I may write often to debunk the myth that the whole of Norway is a freezing cold, somewhat barren arctic landscape. The country has four seasons, and the more populated southern half of the country has surprisingly mild winters… you’ve heard it all before.
But in February, I left the temperate south and headed north — straight north.
Eight hundred miles, as the crow flies, from Bergen’s flowering trees and rainy winter days.
First by propeller plane, then by bus, ferry, dog-sled and ship, I worked my way across Northern Troms, and the unreasonably beautiful landscape of Arctic Norway.
Mountains covered in snow as thick and perfectly white as buttermilk frosting. Winds that danced through ribbons of snow-flakes and diamond dust. Frozen fjords and lakes, with jagged peaks half reflected in the ice. Tiny fishing huts, and open-slatted sheds for freeze drying fish.
My northward journey ended in the small fishing village of Skjervøy, the 25th northernmost human settlement on earth. There, standing beside a silent, snowy harbour, I marked the furthest north I’ve ever been.
I came back to Tromsø on the Hurtigruten cruise ship. The sprawling interior was cozy, warm — with live-music lounges and groups of people reading, playing cards, chatting. But I couldn’t linger.
Venturing outside was already an adventure — the deck and the railings were coated in ice, and coming around the dark corners exposed me to such strong wind that I had to pull myself to the front of the ship hand-over-hand.

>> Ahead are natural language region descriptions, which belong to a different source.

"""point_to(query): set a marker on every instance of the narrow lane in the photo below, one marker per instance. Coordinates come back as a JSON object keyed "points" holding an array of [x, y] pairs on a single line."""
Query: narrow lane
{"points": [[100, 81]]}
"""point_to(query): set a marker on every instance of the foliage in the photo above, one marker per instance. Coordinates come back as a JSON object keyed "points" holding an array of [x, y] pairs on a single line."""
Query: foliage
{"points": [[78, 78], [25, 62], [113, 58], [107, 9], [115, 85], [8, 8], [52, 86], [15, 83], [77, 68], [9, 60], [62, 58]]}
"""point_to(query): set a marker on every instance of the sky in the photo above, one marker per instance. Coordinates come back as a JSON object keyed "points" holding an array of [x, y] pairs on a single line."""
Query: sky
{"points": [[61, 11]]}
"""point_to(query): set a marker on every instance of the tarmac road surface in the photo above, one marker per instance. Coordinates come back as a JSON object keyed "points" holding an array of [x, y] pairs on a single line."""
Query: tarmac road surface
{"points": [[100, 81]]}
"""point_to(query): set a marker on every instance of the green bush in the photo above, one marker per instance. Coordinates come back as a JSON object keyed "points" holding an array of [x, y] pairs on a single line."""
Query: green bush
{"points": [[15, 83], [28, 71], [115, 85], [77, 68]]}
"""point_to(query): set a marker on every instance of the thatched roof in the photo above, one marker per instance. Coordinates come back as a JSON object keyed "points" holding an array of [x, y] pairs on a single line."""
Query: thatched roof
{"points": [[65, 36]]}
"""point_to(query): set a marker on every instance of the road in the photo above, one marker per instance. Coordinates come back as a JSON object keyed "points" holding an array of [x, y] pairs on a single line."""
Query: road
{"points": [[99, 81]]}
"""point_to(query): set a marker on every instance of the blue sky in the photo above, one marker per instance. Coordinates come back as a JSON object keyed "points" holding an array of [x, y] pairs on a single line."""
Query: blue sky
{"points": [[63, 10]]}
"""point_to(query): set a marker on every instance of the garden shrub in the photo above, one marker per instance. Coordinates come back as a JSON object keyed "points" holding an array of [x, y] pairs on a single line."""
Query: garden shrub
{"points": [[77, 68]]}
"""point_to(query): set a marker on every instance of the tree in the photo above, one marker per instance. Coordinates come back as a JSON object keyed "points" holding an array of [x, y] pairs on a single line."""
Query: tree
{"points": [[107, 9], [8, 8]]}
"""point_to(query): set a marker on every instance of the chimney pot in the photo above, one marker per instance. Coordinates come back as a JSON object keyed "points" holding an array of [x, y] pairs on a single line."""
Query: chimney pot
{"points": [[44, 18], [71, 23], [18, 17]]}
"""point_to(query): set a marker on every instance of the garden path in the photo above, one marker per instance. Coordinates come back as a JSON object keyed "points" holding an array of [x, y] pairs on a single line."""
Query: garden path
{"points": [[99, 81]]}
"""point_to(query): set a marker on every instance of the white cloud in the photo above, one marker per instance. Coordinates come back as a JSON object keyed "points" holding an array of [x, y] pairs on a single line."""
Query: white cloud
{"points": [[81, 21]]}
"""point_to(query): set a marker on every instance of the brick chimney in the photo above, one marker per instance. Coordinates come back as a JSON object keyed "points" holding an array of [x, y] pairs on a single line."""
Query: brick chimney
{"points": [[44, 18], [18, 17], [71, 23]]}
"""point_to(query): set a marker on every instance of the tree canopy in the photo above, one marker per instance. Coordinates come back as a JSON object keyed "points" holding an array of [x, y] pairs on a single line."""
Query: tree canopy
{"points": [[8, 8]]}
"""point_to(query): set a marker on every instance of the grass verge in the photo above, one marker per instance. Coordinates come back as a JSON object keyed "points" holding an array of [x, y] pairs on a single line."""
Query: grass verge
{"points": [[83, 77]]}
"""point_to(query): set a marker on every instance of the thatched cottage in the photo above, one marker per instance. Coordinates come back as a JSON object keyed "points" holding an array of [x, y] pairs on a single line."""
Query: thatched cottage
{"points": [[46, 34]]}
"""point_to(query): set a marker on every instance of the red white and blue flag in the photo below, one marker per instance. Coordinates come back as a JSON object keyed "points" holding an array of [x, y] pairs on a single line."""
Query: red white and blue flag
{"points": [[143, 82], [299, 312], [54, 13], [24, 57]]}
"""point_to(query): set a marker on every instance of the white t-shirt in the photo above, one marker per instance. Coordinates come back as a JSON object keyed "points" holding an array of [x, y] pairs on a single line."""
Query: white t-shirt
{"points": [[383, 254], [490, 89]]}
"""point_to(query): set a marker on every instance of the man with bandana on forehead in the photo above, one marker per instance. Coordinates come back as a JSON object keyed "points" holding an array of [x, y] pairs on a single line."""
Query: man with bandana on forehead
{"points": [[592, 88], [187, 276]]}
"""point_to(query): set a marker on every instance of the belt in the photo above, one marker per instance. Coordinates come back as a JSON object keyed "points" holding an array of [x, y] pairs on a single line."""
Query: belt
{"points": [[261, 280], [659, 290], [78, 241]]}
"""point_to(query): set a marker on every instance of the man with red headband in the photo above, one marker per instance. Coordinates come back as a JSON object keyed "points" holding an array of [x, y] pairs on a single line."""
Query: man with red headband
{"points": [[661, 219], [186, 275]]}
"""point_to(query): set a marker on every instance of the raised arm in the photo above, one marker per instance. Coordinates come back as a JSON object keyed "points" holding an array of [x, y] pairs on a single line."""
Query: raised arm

I was dressed in three layers of pants, three pairs of wool socks, thin glove liners, waterproof down mittens, a wool hat that covered my ears, a thermal shirt, a wool sweater, the thickest fleece I could buy, my down coat with faux-fur hood, and then a water and wind-proof outer layer. But as the hours ticked by, I was colder than I could ever remember having been before.
Standing on the icy deck, watching the dark, starry skies for a glimpse of the ever-elusive northern lights, my thoughts were replaced by the sound of the wind. Snow-capped peaks slipped by, barely visible between the inky black of sky and sea.
There’s always a moment of uncertainty, with the lights. A faint green glow you’re afraid you’re just hallucinating. And then, as your heart beats faster, as you dare to hope — it rises and spreads.
For a moment, I was alone as the green light danced above me.
Then the loudspeakers came on, and an announcement sounded over the ship: “Ladies and Gentlemen, there are Northern Lights.”